You may not have heard of “BLT”, but they are one of the largest companies in the space. Founded only a dozen years ago, the company now has almost 1500 staff, of which almost 30% are dedicated to research and development. They have offices all across China, their home country, as well as additional offices in Europe and North America. Currently I count their product portfolio to have around 16 different industrial additive systems, with most being dedicated to specific industries.
The big news is their latest industrial 3D printer, the BLT-S800. This is a production machine with build volume of 800 x 800 x 600 mm, and uses the LPBF process.
But the difference here is that the BLT-S800 uses put to 20 lasers simultaneously inside the build chamber.
Why so many lasers? It’s all about speed.
LPBF 3D printers must tediously trace each and every voxel of the part, and that can take considerable time. Some 3D printer manufacturers attempt to get around the speed problem by simply adding more lasers. For example, a machine with two lasers can print objects almost twice as fast as with a single laser. The speed up isn’t quite linear as there are some complications when operating simultaneously, but nevertheless there can be substantial decreases in build time.
Manufacturers have been doing this for a while. First two laser, then four. Recently SLM Solutions announced a massive device with an incredible twelve lasers. However, no one is now even close to BLT’s 20 lasers.
Those multiple lasers will enable speedy printing on the BLT-S800, but that’s not all that speeds up operations.
The device also has a unique powder recoating system that dynamically adjusts to part geometry and speeds up recoating by around 30%. That’s a substantial gain in speed.
While the BLT-S800 has increased speed due to the additional lasers and other features, one might wonder why other manufacturers don’t add many additional lasers to their equipment.
The answer is that it’s hard to do so. Each laser produces an amount of smoke and spatter, which can interfere with the operation of other lasers: the beam strength is decreased if it has to travel through thick smoke.
That’s precisely what should be avoided because it would result in parts with inconsistent strength. That’s unacceptable for production parts.
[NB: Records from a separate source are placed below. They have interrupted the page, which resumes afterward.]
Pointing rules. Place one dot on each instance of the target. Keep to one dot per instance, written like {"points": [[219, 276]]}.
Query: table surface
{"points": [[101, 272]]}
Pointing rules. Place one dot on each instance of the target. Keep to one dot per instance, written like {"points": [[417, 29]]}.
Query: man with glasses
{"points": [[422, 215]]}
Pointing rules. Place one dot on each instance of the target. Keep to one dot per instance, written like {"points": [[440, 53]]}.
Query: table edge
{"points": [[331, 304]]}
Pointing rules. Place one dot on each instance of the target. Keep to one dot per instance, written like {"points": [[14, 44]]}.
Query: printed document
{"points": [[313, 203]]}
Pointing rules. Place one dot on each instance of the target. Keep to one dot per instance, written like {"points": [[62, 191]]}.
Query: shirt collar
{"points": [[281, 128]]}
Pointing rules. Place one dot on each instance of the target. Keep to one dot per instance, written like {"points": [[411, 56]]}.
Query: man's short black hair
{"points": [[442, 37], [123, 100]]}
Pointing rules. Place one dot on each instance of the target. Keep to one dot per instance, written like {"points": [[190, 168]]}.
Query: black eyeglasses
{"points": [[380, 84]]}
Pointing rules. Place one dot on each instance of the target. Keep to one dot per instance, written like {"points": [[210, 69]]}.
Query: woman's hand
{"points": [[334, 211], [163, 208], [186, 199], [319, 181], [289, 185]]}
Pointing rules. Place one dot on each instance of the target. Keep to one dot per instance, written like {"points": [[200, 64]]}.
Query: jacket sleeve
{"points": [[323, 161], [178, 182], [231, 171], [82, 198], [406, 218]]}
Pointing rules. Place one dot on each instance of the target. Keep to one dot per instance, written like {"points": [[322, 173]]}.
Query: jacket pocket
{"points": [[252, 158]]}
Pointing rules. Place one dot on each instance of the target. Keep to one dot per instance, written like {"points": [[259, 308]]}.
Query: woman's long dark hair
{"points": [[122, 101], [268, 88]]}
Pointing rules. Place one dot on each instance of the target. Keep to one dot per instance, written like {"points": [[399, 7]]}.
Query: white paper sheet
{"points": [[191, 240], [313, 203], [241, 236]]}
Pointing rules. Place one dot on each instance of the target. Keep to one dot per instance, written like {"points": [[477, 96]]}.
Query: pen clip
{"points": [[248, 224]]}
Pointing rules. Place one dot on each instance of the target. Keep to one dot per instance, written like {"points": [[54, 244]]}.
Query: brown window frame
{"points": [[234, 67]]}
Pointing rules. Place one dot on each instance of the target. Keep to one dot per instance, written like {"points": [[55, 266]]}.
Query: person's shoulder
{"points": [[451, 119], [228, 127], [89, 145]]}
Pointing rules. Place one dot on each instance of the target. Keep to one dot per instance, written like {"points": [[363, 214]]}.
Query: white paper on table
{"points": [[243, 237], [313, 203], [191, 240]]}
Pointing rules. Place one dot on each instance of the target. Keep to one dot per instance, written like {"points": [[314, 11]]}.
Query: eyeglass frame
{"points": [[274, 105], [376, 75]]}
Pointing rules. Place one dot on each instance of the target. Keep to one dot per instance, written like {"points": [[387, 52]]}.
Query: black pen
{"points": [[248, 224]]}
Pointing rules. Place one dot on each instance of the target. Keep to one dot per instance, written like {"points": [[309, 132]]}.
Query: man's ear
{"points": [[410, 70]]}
Here it seems that BLT has devised a unique smoke dispersion system with a sophisticated air flow optimization system. This allows the lasers to work simultaneously to a greater degree than would otherwise be possible.
The increased speed is vitally important for production operations: if a machine prints twice as fast, it’s like having two machines. The 20-laser BLT-S800 will certainly provide a far more efficient footprint in factories making use of this unusual device.